Given the underlying metrics, investors in London-listed precious metal stocks have also shown a ferocious appetite for Fresnillo, the Mexican miner which advertises itself as No 1 in global primary silver production. Given the demonstrable premium commanded by so many listed precious metal stocks listed around the world, it can be argued that mining the markets makes at least as much sense as all the bother, sweat and capital expended on actually mining.

Toronto-based Barrick, the world's biggest gold producer, by value and output, is spinning off 25% of African Barrick, which mines at four addresses in Tanzania. African Barrick is currently marketing a 100m share offering out of 404m post initial public offering (IPO) capital, at GBP 5.50 to GBP 6.50 a share, for a potential market valuation range of USD 3.5 to 3.9bn.

"It's amazing to us" says one London-based sales-trader, "that it has taken so long for a serious gold company to put up an alternative for European investors".

African Barrick broker JPMorgan - also the name behind the Fresnillo listing early in 2008 - has Randgold Resources at two times net present value (NPV), Red Back

(another African miner) at 1.8 times, Petropavlovsk at 1.3 times, and African Barrick pitched, for now, at about 1.5 times, for about 800,000 ounces of gold production a year, increasing to a million ounces. Petropavlovsk only in 2009 merged with an iron ore outfit, and is now the subject of speculation that it could unbundle, given the significant global heave towards iron ore stocks.

Barrick could raise USD 875m to 975m from the African Barrick listing, and will also then have "acquisition currency" via the 75% it retains in African Barrick which, in itself, would have its own stock as acquisition currency after it lists. Possible targets for any predatory miner include Canada-listed Centamin Egypt, a long life 7m ounce resource Egyptian producer, with attributable 100,000 ounces annual production in 2011 increasing to 150,000 ounces, with an underground expansion, by 2012. Centamin trades at an estimated 1.5 times NAV, applying a 6% discount rate.

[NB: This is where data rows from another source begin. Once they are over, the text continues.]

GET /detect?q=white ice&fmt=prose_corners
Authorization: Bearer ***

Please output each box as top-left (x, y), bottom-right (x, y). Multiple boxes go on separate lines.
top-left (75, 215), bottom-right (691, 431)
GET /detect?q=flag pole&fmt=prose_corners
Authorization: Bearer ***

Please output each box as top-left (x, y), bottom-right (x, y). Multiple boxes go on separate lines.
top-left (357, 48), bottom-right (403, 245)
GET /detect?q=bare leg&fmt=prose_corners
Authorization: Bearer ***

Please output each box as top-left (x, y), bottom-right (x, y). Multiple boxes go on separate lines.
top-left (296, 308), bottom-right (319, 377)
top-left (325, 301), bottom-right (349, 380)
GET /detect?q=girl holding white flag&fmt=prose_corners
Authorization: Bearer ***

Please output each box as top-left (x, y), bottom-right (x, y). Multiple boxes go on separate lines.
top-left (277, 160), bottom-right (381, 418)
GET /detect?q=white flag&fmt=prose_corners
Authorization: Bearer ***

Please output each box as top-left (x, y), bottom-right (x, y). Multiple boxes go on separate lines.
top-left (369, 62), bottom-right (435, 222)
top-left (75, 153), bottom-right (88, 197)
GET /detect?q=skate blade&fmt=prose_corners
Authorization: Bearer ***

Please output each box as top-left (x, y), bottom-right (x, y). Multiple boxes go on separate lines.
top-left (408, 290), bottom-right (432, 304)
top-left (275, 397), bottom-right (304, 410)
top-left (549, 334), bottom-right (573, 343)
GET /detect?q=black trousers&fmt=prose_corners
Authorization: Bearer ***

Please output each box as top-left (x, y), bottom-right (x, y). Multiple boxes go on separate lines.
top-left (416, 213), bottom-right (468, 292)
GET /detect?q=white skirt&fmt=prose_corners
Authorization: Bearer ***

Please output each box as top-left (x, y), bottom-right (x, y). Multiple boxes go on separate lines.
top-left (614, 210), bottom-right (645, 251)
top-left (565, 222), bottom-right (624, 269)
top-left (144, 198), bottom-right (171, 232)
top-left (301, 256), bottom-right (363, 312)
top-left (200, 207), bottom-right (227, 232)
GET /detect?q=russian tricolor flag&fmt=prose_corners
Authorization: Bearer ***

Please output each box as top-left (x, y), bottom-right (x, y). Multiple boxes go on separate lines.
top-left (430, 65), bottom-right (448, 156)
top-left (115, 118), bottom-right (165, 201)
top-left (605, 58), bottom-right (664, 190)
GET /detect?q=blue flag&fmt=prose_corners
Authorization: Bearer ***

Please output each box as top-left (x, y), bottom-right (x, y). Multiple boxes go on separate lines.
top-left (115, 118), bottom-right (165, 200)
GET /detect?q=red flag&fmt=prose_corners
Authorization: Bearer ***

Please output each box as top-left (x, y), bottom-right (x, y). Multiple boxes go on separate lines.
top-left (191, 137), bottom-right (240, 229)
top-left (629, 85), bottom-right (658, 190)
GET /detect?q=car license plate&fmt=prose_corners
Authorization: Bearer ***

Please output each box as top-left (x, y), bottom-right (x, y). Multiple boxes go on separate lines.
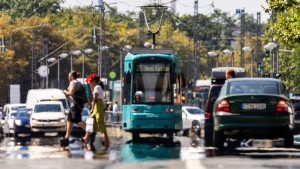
top-left (252, 139), bottom-right (273, 148)
top-left (242, 103), bottom-right (267, 110)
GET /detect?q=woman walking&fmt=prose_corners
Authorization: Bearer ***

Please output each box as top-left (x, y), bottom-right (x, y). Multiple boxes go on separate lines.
top-left (83, 74), bottom-right (110, 150)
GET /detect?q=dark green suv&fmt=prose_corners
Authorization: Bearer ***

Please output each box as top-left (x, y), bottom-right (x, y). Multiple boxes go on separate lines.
top-left (212, 78), bottom-right (294, 149)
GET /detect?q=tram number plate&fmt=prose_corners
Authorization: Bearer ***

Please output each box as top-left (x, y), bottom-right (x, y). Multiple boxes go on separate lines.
top-left (242, 103), bottom-right (267, 110)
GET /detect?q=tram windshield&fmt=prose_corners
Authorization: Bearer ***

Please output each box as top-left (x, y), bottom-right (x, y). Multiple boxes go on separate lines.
top-left (132, 62), bottom-right (172, 104)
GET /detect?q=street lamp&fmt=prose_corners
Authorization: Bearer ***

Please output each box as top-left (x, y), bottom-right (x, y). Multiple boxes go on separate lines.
top-left (243, 46), bottom-right (253, 77)
top-left (264, 42), bottom-right (279, 73)
top-left (119, 45), bottom-right (132, 107)
top-left (207, 52), bottom-right (219, 67)
top-left (98, 46), bottom-right (109, 77)
top-left (222, 49), bottom-right (234, 67)
top-left (70, 50), bottom-right (81, 71)
top-left (82, 48), bottom-right (93, 83)
top-left (46, 58), bottom-right (56, 89)
top-left (57, 53), bottom-right (68, 88)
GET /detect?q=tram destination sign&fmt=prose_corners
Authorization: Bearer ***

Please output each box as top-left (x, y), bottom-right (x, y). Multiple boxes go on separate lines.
top-left (135, 63), bottom-right (170, 72)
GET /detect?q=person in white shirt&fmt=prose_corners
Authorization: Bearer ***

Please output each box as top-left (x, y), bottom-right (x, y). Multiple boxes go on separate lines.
top-left (112, 102), bottom-right (119, 122)
top-left (82, 74), bottom-right (110, 150)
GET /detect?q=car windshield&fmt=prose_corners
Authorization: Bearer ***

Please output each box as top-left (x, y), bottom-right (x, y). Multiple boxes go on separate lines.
top-left (11, 106), bottom-right (26, 113)
top-left (16, 111), bottom-right (30, 117)
top-left (227, 80), bottom-right (278, 94)
top-left (81, 109), bottom-right (89, 116)
top-left (34, 104), bottom-right (62, 113)
top-left (186, 108), bottom-right (204, 114)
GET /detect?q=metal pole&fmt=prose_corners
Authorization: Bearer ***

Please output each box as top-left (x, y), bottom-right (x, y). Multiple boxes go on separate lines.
top-left (231, 51), bottom-right (234, 67)
top-left (46, 60), bottom-right (49, 89)
top-left (251, 49), bottom-right (254, 77)
top-left (82, 52), bottom-right (85, 83)
top-left (57, 56), bottom-right (60, 89)
top-left (70, 52), bottom-right (73, 72)
top-left (119, 48), bottom-right (123, 107)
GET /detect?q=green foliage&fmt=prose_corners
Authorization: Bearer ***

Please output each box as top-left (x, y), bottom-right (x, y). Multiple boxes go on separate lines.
top-left (0, 0), bottom-right (63, 18)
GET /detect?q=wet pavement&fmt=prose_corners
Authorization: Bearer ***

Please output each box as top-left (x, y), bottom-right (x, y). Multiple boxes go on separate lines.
top-left (0, 128), bottom-right (300, 169)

Canada-listed Banro, a DRC gold developer with a target 100,000 ounces of annual production by the end of 2011, is seen as modest value, with its 11m ounce resource. Banro is seen as the cheapest significant gold resource in Africa, trading at around USD 12.00 an ounce, compared to Moto's takeover metric of USD 30.00 an ounce.

Moto, which holds a substantial resource in the north eastern DRC, was taken over jointly during 2009 by Randgold Resources and global gold major AngloGold Ashanti, for what turned out to be CAD 557m. There will be great interest in the upcoming mine build, given that the only significant mining investments in the country in the modern era have been far to the south, in southern Katanga Province. The Moto deposits, since renamed Kibali, were once mined, fairly lightly, by one-time Belgian colonizers.

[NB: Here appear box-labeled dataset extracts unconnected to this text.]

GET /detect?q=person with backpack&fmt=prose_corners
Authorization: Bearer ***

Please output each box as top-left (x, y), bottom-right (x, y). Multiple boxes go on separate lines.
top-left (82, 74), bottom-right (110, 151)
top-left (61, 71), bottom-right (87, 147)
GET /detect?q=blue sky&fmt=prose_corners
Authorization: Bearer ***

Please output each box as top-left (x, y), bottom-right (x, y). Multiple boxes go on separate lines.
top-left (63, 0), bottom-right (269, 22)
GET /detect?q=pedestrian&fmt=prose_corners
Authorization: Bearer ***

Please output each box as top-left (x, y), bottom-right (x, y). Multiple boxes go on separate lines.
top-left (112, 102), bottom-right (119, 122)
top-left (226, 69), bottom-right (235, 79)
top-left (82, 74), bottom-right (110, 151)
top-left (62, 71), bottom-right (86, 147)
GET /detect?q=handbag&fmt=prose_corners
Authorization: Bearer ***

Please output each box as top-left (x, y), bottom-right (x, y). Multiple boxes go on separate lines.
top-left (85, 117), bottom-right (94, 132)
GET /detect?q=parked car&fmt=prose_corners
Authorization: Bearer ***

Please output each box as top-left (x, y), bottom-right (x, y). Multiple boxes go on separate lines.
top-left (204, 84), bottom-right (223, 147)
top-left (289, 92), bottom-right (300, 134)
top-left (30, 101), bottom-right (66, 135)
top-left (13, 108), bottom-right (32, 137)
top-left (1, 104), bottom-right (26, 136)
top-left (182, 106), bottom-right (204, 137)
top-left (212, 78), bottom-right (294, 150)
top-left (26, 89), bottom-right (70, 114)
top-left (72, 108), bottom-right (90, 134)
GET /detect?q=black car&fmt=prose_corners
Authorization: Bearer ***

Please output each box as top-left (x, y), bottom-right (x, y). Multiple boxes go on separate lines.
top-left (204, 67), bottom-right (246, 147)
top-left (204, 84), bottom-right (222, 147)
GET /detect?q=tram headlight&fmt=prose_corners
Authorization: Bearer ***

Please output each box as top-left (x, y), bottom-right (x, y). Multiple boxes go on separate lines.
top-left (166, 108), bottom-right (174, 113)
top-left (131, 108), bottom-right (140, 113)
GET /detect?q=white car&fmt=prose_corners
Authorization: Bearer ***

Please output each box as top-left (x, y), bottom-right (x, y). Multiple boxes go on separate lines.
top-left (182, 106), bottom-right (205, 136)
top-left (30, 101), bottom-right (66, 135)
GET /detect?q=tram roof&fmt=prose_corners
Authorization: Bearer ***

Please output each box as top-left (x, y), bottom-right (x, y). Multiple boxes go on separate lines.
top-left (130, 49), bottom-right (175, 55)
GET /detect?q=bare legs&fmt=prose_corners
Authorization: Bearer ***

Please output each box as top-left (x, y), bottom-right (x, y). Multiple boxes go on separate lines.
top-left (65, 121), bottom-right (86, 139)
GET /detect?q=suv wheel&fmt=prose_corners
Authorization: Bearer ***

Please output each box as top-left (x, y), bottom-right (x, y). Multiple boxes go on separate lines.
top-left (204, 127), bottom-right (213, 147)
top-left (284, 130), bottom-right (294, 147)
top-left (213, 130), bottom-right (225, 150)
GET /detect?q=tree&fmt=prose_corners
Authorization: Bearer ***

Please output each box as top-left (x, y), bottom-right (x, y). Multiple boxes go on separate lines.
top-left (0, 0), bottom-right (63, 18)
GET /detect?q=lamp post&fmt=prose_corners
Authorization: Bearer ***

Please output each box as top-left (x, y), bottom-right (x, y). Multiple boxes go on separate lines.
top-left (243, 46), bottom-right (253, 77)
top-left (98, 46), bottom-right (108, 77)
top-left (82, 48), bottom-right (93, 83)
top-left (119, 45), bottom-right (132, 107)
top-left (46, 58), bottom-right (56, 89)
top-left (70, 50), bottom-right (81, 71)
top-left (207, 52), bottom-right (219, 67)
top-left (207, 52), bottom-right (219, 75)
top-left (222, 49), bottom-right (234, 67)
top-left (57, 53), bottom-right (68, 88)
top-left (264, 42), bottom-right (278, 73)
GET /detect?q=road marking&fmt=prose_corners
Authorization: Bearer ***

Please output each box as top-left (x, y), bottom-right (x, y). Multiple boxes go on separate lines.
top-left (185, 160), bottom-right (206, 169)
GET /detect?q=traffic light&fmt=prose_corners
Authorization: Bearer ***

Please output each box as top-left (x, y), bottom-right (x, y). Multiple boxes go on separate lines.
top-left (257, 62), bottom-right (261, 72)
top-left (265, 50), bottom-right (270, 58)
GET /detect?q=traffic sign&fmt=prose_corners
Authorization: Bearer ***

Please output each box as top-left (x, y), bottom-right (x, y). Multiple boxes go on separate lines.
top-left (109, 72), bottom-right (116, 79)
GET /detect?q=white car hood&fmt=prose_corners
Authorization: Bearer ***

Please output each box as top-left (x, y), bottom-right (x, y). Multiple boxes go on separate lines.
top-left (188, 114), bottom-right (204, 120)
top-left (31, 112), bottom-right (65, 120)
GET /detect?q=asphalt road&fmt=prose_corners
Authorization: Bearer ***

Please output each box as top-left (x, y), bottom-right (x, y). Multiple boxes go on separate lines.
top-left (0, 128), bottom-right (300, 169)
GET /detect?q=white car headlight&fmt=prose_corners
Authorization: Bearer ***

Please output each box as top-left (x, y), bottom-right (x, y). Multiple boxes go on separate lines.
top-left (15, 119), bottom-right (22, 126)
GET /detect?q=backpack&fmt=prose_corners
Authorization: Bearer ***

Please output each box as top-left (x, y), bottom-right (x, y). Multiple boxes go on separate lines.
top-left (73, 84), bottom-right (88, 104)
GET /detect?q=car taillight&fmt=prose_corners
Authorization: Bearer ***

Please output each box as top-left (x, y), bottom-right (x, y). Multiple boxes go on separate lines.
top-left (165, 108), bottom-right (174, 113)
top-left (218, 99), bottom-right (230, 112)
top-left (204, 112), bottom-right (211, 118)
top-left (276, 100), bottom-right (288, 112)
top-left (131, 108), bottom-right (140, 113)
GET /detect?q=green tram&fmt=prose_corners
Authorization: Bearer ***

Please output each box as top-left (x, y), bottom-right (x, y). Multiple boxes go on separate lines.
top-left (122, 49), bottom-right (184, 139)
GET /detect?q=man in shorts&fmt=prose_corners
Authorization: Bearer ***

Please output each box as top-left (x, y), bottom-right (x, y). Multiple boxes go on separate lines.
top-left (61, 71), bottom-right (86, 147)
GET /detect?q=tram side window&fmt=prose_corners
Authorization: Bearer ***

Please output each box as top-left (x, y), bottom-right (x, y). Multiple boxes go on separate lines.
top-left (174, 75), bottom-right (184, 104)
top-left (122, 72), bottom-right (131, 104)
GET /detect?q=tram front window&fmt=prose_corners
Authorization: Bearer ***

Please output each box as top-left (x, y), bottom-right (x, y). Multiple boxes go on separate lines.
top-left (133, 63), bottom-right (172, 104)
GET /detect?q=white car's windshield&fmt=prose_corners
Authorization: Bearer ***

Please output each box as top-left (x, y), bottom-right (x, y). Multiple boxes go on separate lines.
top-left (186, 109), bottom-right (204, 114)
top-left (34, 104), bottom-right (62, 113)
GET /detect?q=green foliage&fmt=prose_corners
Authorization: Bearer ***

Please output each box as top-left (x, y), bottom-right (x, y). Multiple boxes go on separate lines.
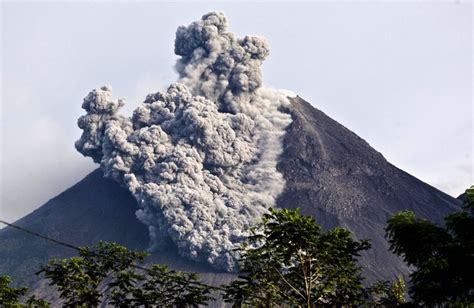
top-left (109, 264), bottom-right (212, 307)
top-left (38, 242), bottom-right (147, 307)
top-left (386, 186), bottom-right (474, 305)
top-left (0, 276), bottom-right (28, 307)
top-left (0, 276), bottom-right (49, 308)
top-left (40, 242), bottom-right (212, 307)
top-left (224, 209), bottom-right (370, 307)
top-left (369, 276), bottom-right (406, 307)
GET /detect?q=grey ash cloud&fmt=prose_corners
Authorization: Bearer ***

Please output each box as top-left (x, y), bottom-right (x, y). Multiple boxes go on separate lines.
top-left (76, 12), bottom-right (291, 270)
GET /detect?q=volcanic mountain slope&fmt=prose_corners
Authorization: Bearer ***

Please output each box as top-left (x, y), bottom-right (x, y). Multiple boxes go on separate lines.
top-left (0, 97), bottom-right (460, 292)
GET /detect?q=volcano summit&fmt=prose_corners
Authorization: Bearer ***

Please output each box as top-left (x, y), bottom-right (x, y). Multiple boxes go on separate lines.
top-left (0, 12), bottom-right (459, 294)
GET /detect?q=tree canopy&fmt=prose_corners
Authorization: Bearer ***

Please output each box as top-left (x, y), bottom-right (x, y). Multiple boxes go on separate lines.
top-left (386, 186), bottom-right (474, 305)
top-left (225, 209), bottom-right (370, 307)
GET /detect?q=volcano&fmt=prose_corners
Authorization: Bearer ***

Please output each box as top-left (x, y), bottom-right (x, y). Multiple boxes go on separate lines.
top-left (0, 97), bottom-right (460, 294)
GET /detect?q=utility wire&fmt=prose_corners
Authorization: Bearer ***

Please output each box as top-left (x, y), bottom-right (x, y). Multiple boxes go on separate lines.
top-left (0, 220), bottom-right (224, 290)
top-left (0, 220), bottom-right (81, 251)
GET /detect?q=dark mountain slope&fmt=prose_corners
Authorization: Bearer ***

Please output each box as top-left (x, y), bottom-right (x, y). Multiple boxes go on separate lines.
top-left (278, 97), bottom-right (459, 280)
top-left (0, 98), bottom-right (459, 294)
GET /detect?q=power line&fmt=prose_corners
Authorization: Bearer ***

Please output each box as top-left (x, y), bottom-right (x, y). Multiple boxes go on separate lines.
top-left (0, 220), bottom-right (224, 290)
top-left (0, 220), bottom-right (81, 251)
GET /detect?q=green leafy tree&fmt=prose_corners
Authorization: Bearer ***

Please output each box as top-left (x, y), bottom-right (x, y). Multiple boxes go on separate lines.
top-left (39, 242), bottom-right (212, 307)
top-left (38, 242), bottom-right (147, 307)
top-left (0, 275), bottom-right (49, 307)
top-left (386, 186), bottom-right (474, 305)
top-left (109, 264), bottom-right (213, 307)
top-left (369, 276), bottom-right (407, 307)
top-left (224, 209), bottom-right (370, 307)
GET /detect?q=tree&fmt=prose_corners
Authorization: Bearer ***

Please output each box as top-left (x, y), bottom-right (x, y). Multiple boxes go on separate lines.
top-left (0, 275), bottom-right (49, 307)
top-left (386, 186), bottom-right (474, 305)
top-left (369, 276), bottom-right (406, 307)
top-left (224, 209), bottom-right (370, 307)
top-left (39, 242), bottom-right (212, 307)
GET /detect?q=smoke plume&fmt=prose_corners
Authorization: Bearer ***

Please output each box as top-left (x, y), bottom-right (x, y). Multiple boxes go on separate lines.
top-left (76, 12), bottom-right (291, 270)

For ardent gold stock specialists, activity in Africa has become more than of passing interest, given around 100 listed names that are active on the continent, and also sometimes elsewhere. Beyond the majors, such as Newmont, with significant interests in West Africa, about 20 or so stocks specialising in gold on the continent receive attention from professional investment analysts.

Among stocks that can be regarded as above-interesting, there is Australia-listed Mineral Deposits, which produced 160,000 ounces of gold in 2009 from its Sabodala gold mine in Senegal. The company has indicated production rising to 200,000 ounces a year by 2012, financed by internal cashflow and modest debt. The company is a potential consolidation play with neighbouring Oromin, and also Bassari Resources.

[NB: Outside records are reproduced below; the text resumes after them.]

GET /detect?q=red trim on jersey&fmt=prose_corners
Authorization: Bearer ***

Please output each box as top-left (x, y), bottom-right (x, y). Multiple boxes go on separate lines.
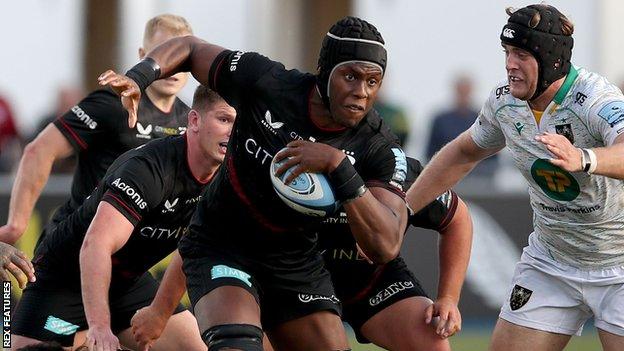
top-left (365, 180), bottom-right (405, 199)
top-left (343, 265), bottom-right (386, 305)
top-left (226, 156), bottom-right (287, 233)
top-left (438, 190), bottom-right (459, 232)
top-left (102, 191), bottom-right (141, 221)
top-left (308, 84), bottom-right (347, 133)
top-left (184, 131), bottom-right (214, 185)
top-left (211, 55), bottom-right (228, 91)
top-left (58, 117), bottom-right (88, 150)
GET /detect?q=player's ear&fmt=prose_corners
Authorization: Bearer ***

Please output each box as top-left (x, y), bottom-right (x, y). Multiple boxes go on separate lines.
top-left (188, 110), bottom-right (201, 133)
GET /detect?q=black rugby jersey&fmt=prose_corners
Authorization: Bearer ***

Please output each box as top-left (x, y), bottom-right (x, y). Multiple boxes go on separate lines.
top-left (52, 89), bottom-right (190, 228)
top-left (34, 136), bottom-right (205, 283)
top-left (319, 157), bottom-right (457, 300)
top-left (180, 50), bottom-right (406, 255)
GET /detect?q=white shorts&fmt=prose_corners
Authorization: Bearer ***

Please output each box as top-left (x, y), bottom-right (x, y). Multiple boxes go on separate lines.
top-left (500, 233), bottom-right (624, 336)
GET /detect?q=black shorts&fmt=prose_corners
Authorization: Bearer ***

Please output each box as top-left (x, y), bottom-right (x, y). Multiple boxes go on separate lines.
top-left (333, 257), bottom-right (427, 343)
top-left (11, 273), bottom-right (185, 347)
top-left (182, 250), bottom-right (341, 330)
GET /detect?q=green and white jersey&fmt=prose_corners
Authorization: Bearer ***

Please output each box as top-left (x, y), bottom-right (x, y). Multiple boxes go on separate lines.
top-left (470, 67), bottom-right (624, 268)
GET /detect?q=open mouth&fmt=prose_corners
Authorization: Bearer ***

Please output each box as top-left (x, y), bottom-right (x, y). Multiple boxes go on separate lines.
top-left (345, 104), bottom-right (364, 112)
top-left (219, 141), bottom-right (227, 153)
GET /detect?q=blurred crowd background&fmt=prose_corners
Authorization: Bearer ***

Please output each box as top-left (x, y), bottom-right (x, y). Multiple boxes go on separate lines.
top-left (0, 0), bottom-right (624, 350)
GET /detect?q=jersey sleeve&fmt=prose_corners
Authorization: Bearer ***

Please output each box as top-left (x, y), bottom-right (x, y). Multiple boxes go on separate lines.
top-left (53, 90), bottom-right (128, 152)
top-left (469, 89), bottom-right (505, 149)
top-left (360, 143), bottom-right (407, 198)
top-left (102, 157), bottom-right (164, 226)
top-left (405, 157), bottom-right (458, 231)
top-left (588, 94), bottom-right (624, 146)
top-left (208, 50), bottom-right (284, 106)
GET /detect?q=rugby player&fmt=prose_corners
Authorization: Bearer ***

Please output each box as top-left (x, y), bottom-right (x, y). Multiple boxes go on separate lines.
top-left (319, 157), bottom-right (472, 351)
top-left (12, 86), bottom-right (236, 350)
top-left (408, 4), bottom-right (624, 351)
top-left (100, 17), bottom-right (407, 350)
top-left (0, 14), bottom-right (192, 248)
top-left (0, 243), bottom-right (35, 289)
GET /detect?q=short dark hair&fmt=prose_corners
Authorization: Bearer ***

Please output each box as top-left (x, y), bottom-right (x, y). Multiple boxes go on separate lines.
top-left (193, 85), bottom-right (225, 112)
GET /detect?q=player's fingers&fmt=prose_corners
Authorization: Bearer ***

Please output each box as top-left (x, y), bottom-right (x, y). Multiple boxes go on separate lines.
top-left (546, 144), bottom-right (566, 158)
top-left (98, 69), bottom-right (116, 80)
top-left (5, 262), bottom-right (28, 289)
top-left (0, 267), bottom-right (11, 282)
top-left (425, 304), bottom-right (434, 324)
top-left (11, 252), bottom-right (35, 282)
top-left (275, 157), bottom-right (301, 177)
top-left (284, 164), bottom-right (306, 184)
top-left (274, 147), bottom-right (296, 162)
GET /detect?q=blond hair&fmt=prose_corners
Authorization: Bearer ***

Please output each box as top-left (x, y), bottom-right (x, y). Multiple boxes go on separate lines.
top-left (143, 13), bottom-right (193, 45)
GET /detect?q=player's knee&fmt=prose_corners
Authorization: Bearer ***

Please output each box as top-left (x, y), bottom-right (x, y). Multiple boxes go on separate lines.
top-left (202, 324), bottom-right (262, 351)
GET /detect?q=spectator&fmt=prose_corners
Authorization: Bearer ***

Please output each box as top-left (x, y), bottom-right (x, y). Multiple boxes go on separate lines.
top-left (0, 92), bottom-right (22, 172)
top-left (375, 98), bottom-right (410, 146)
top-left (426, 75), bottom-right (498, 176)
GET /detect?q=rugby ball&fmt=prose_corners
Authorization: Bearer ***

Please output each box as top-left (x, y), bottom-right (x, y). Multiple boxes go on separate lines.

Canada-listed Nevsun Resources has for years been involved in making it above developer status, and is now doing that with its fully financed 200,000 ounces of gold a year profile kicking off around the end of the year from what some have described as its "stunning" Bisha Project, in Eritrea.

Very high grade gold oxides could produce cash flow of as much as USD 170m next year, before Bisha becomes a high grade open pit mine by 2014, featuring copper and also zinc, with silver, to boot. What kind of miner Nevsun would then be is a matter for some discussion, but, for now, the gold classification sticks.